Réalité apparente


(a) Pour nous, les mots <réel> et <réalité> sont synonymes. Pourtant, nous emploierons les termes <réalité apparente> et <effet de réalité>, pour désigner notre illusion de connaître facilement, simplement, individuellement, le réel. Ce problème n'est pas nouveau. Il ne vient pas de la relativité, mais de la complexité de la réalité et de la partialité de chaque point de vue. On le trouve déjà à Rome, entre Pompée et le Sénat.


- <<Un tel homme ne pouvait trouver sa place dans le régime sénatorial. Sur ce point, les adversaires de Pompée avaient raison ; il en était ainsi. Seulement, Pompée ne pouvait pas le comprendre, parce qu'il l'entendait autrement. Il considérait le Sénat et la res publica plutôt de l'extérieur, à partir des tâches objectives qui s'imposaient à eux, tandis qu'eux-mêmes les voyaient de l'intérieur, à partir de l'ordre menacé. Tous avaient raison. Seulement la préservation de l'ordre et l'accomplissement de tâches extraordinaires s'excluaient, parce que l'accomplissement de ces tâches s'accompagnait d'un trop grand surcroît de pouvoir, parce que le Sénat veillait trop peureusement et, par conséquent, trop étroitement et trop faiblement, sur sa responsabilité. Voilà où se situait la contradiction. Le Sénat et Pompée représentaient au fond deux réalités qui divergeaient de plus en plus. Mais cela ils ne le savaient pas. Et Pompée voulait par-dessus le marché s'acquitter des tâches objectives en même temps que plaire au Sénat et à toute la société. C'est ainsi que cette contradiction finit par déterminer son attitude, par le pénétrer. «Visage loyal, cœur insolent», ainsi l'a caractérisé Salluste. Il cherche à satisfaire avec le premier sa volonté de fidélité à l'égard du Sénat, avec le second son ambition de s'acquitter de toutes les tâches importantes, fût-ce contre la volonté du Sénat — et, avec le temps, de consolider aussi sa position contre le Sénat. (Christian Meier, "César", 1982, traduction, Seuil, Paris, 1984, page 146)>>.
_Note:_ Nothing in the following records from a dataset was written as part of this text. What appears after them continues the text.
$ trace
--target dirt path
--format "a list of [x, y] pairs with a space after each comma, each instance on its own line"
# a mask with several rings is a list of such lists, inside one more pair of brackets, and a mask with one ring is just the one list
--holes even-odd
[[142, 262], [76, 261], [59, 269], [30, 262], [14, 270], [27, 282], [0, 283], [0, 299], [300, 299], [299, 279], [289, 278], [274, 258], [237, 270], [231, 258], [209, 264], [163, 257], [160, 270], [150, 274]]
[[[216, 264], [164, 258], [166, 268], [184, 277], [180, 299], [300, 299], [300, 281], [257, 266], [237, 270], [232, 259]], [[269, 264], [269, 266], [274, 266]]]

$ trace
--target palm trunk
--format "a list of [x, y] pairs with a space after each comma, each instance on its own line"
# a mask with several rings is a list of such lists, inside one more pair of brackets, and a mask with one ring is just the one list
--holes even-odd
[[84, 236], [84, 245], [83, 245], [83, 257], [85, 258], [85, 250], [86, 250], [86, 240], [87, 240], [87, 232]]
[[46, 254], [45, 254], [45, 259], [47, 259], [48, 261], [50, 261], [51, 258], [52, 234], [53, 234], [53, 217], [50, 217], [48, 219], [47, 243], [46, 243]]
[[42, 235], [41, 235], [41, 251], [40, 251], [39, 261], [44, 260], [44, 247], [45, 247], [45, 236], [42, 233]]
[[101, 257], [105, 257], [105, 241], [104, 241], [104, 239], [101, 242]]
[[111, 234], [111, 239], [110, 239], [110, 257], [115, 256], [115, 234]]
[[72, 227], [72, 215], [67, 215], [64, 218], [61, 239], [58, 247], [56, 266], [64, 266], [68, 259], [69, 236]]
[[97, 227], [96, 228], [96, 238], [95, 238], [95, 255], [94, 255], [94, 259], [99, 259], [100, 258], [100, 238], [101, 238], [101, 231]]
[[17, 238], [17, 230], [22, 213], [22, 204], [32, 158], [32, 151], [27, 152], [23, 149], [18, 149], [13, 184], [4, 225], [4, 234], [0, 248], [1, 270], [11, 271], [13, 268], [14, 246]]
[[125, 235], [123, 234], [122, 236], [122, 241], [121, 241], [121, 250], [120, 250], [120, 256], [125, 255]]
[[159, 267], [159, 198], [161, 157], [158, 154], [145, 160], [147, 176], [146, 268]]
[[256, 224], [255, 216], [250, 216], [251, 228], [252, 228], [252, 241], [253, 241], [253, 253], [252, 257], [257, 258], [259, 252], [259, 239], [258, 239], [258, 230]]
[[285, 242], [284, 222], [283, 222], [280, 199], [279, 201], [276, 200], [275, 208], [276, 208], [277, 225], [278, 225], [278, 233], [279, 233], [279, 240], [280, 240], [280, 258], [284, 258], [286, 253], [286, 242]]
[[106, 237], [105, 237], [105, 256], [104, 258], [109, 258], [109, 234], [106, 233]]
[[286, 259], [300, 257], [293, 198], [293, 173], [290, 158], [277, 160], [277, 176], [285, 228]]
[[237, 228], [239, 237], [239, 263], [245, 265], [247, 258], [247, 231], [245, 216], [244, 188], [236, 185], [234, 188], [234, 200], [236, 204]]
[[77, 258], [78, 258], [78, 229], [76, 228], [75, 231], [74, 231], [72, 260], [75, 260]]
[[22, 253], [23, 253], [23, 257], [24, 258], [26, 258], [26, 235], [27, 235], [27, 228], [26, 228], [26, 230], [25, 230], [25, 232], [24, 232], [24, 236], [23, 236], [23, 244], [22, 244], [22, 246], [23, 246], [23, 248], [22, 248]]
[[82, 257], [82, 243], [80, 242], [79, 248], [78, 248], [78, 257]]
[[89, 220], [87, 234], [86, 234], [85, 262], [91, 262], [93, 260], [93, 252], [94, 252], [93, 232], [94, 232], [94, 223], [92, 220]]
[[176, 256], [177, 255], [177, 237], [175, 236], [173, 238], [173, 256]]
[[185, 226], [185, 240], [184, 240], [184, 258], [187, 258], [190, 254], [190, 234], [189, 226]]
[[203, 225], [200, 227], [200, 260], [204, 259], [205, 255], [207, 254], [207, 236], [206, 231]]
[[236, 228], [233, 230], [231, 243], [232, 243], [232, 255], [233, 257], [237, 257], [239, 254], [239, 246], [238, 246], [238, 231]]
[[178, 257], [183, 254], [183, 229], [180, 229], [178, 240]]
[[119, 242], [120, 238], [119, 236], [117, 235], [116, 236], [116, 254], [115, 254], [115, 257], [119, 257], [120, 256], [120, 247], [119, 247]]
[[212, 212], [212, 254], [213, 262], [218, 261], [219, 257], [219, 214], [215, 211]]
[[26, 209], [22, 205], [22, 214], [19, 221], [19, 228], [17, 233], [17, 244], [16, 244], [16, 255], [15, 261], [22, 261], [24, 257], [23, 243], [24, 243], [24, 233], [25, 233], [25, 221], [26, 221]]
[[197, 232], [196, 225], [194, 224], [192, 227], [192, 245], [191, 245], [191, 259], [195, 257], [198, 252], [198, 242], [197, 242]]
(b) La réalité apparente est, en fait, une représentation individuelle, partagée ou institutionnelle. Dans la vie quotidienne et dans l'action, l'urgence nous pousse à utiliser des réflexes et des modes de raisonnement simplistes. Nous agissons certes dans le réel, mais en ne pensant qu'à une toute petite partie de celui-ci. Or le réel existe et réagit dans sa complexité et son immensité. Si nous devions attendre de le modéliser pour agir nous mourrions de faim avant de bouger le petit doigt. Mais l'urgence de l'action ne doit pas nous faire oublier que notre réel pratique n'est qu'une réalité apparente et très réductrice.
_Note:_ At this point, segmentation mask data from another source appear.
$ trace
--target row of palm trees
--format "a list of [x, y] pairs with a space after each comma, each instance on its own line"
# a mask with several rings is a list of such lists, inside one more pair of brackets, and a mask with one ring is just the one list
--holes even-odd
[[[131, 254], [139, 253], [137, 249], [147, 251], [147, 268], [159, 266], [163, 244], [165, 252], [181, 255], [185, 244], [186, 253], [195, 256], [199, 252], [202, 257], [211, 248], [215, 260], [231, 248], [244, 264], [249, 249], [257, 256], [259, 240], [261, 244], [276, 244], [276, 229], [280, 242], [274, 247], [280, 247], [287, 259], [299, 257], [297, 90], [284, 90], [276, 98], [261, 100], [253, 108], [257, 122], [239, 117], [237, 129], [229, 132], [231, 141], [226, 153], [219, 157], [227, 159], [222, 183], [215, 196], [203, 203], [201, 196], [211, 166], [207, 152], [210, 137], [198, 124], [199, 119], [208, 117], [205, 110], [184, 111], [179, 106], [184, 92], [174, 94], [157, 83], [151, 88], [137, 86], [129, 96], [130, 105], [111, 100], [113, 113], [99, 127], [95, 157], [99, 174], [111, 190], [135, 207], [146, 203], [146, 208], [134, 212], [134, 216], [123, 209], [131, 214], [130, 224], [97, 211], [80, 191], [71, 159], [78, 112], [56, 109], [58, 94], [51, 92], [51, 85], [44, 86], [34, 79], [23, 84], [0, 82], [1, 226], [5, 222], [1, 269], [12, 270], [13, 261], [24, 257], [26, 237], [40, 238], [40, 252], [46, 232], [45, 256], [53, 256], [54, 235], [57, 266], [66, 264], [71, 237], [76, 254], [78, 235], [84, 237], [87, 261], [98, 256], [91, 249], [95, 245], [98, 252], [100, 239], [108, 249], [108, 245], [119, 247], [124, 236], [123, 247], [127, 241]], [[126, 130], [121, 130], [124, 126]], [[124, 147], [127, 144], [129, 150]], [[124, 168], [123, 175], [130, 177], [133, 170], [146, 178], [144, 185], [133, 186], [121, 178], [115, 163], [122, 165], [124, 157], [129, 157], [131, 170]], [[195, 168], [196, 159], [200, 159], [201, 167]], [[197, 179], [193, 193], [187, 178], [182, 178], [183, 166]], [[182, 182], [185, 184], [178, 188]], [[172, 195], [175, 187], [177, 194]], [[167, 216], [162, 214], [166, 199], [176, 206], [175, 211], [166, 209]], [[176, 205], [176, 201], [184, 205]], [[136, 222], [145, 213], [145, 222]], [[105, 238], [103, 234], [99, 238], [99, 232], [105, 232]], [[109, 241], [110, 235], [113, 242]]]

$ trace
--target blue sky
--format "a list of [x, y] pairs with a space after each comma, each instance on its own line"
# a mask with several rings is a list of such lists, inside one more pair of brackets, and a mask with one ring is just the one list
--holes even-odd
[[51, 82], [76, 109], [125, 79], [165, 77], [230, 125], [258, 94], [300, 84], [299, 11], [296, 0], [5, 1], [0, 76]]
- <<On dira parfois que chacun a sa carte du monde, dans le sens que si le monde, l'univers, un continent ou un pays donné existe bel et bien, il existe également des centaines, des milliers de cartes routières, géologiques, fluviales, aériennes, administratives, climatiques, démographiques… aux échelles les plus diverses, représentant ce continent, ce pays, cet espace. De la même manière, chaque individu, mais aussi chaque groupe, possède une représentation, une carte du monde qui lui est propre : sa carte du monde. Notre perception de la réalité est toujours partielle parce que nous sommes des êtres humains forcément limités. Elle est aussi sélective, parce que nous retenons ce qui a le plus de signification pour nous. Et c'est à partir de là que nous sommes forcément partiaux, partisans. Notre perception est structurée et globale parce que nous percevons les choses qui nous sont données comme faisant partie d'un tout qui en donne le sens ; chaque objet et chaque personne sont perçus dans un environnement et dans un contexte qui nous fournissent des indices propres à les identifier. Ainsi, une dame qui circule en blouse blanche dans les couloirs d'un hôpital ne peut qu'être une infirmière, une kiné ou un médecin… Notre perception se fabrique au fil de nos expériences, de notre éducation, de notre formation, de notre culture, de nos activités. Le point de vue de l'élève sur l'école est différent de celui de l'enseignant ou de celui des parents. (François Bazier, Administrateur-délégué de l'Université de Paix, "Technopololes", n°5, février-mars 2002, textuel S.A.)>>.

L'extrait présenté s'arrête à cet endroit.